1作目の最後でクリスマスプレゼントとしてやってきたミセス・ポテトヘッドと念願叶って巡り会うことができ、晴れて夫婦としてセットに。続く2作目ではアルに誘拐されたウッディを救出するため、バズを隊長とする捜索チームに自ら志願して同行します。 アルのトイバーンへ向かう途中、ピザプラネットのトラックから落ちそうになったエイリアン人形「リトル・グリーン・メン」3人組を、自身の目玉やパーツを使って間一髪で救出。この出来事がきっかけで彼らから熱狂的に慕われるようになり、ポテトヘッド夫妻の養子として迎え入れることになりました。

『トイ・ストーリー3』身体を張った超名シーン

トイ・ストーリー3
© DISNEY\PIXAR

『トイ・ストーリー3』では、前作以上にポテトヘッド夫妻の「パーツの着脱」という特技をフルに活かしたシリーズ屈指の重要シーンが数多く登場! 序盤でミセスはアンディの部屋に自分の片目を置き忘れてきてしまいます。

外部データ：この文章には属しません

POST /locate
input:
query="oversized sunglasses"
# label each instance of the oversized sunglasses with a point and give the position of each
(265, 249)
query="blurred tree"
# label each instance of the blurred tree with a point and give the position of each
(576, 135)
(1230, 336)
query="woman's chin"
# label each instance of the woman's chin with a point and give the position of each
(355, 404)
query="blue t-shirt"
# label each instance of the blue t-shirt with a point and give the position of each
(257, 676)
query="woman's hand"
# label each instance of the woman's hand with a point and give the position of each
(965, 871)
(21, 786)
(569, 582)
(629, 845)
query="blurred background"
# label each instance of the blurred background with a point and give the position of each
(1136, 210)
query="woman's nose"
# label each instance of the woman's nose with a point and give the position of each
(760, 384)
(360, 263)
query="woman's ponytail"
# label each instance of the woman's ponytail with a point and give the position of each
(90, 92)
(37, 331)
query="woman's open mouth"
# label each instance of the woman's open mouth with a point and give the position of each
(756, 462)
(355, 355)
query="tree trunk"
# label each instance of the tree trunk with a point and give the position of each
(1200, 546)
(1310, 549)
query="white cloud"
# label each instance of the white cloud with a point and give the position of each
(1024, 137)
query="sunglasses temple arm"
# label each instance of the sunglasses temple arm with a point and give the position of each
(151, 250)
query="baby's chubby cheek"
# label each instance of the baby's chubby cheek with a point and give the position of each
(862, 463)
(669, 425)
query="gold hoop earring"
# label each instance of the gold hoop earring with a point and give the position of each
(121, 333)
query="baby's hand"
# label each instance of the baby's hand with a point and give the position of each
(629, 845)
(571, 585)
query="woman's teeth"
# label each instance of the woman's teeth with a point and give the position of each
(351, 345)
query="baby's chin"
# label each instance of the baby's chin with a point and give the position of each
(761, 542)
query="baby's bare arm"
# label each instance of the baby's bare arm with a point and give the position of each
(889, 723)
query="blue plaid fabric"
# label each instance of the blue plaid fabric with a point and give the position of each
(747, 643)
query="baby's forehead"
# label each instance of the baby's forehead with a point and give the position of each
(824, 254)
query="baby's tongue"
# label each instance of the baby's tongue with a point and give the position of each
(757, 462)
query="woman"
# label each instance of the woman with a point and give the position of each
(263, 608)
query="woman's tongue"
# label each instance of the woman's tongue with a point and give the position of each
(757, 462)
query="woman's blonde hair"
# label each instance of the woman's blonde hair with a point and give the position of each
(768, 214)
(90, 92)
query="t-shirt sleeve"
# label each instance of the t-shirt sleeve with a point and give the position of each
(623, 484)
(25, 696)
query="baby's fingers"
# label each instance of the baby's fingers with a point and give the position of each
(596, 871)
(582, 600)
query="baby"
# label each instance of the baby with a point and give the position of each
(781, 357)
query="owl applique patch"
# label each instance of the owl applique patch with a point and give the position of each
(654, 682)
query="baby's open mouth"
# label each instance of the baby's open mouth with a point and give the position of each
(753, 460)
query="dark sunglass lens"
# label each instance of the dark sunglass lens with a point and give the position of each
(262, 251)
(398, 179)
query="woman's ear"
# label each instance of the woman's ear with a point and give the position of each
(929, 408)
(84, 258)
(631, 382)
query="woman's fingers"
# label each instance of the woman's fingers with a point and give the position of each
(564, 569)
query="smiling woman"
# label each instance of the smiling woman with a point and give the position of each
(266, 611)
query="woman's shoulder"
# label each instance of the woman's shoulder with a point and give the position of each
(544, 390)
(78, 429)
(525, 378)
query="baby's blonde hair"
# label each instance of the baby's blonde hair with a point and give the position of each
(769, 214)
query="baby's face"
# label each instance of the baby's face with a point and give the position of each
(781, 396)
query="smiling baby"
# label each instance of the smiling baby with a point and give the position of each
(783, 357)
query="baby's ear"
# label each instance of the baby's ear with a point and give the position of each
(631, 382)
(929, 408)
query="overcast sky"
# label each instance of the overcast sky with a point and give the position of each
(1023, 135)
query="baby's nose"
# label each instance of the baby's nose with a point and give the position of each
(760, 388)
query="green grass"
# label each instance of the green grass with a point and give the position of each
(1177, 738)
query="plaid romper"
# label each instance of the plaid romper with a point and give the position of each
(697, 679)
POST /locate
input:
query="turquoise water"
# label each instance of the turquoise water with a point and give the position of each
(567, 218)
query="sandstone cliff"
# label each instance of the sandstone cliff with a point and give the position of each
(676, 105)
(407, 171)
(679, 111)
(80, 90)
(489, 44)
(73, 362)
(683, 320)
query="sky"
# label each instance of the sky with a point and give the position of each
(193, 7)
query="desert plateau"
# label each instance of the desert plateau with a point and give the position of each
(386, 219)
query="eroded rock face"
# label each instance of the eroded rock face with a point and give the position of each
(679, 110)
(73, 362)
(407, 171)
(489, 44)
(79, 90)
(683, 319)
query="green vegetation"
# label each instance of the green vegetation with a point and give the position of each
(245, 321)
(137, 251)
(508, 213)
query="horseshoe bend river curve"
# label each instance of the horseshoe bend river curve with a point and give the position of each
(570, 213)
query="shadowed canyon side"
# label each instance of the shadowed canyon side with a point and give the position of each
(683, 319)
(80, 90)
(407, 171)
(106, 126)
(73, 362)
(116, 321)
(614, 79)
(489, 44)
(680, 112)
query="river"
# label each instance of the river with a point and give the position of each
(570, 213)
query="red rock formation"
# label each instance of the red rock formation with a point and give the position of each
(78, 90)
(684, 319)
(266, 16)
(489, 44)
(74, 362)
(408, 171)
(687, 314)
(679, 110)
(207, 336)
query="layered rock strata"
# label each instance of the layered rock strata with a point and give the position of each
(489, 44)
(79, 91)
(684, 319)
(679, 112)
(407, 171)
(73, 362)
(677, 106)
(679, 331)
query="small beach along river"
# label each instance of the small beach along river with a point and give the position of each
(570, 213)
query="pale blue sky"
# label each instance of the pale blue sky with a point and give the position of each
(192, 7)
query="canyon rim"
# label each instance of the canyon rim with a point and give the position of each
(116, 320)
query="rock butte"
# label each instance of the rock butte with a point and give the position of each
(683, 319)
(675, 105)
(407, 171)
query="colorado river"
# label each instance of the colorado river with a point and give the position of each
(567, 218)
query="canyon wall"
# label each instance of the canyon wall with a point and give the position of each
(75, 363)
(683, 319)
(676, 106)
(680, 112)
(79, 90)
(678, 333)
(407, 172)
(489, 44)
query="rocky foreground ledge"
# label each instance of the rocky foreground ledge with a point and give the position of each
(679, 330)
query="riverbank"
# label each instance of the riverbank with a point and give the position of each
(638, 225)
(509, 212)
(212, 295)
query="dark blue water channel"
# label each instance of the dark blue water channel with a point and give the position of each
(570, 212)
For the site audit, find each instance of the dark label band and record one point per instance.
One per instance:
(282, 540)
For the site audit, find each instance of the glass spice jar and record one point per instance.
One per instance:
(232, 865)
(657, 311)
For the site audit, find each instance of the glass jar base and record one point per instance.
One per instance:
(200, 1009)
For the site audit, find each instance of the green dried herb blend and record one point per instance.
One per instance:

しかし離れた場所にある目の映像も感知できるため、「アンディが自分たちをゴミに出したのではなく、屋根裏にしまおうとしていた」という決定的な真実に気づき、ウッディの言葉が正しかったことを証明しました。 さらにサニーサイド保育園からの脱出作戦中、ミスターは敵の目を引く囮になってパーツを全部外され、ジャガイモの胴体をハトに突つかれてボロボロに。そこで近くにあったトルティーヤに目や鼻のパーツを刺して復活!トルティーヤが犬に食べられてしまうと、今度はキュウリにパーツを刺して再復活を果たしました。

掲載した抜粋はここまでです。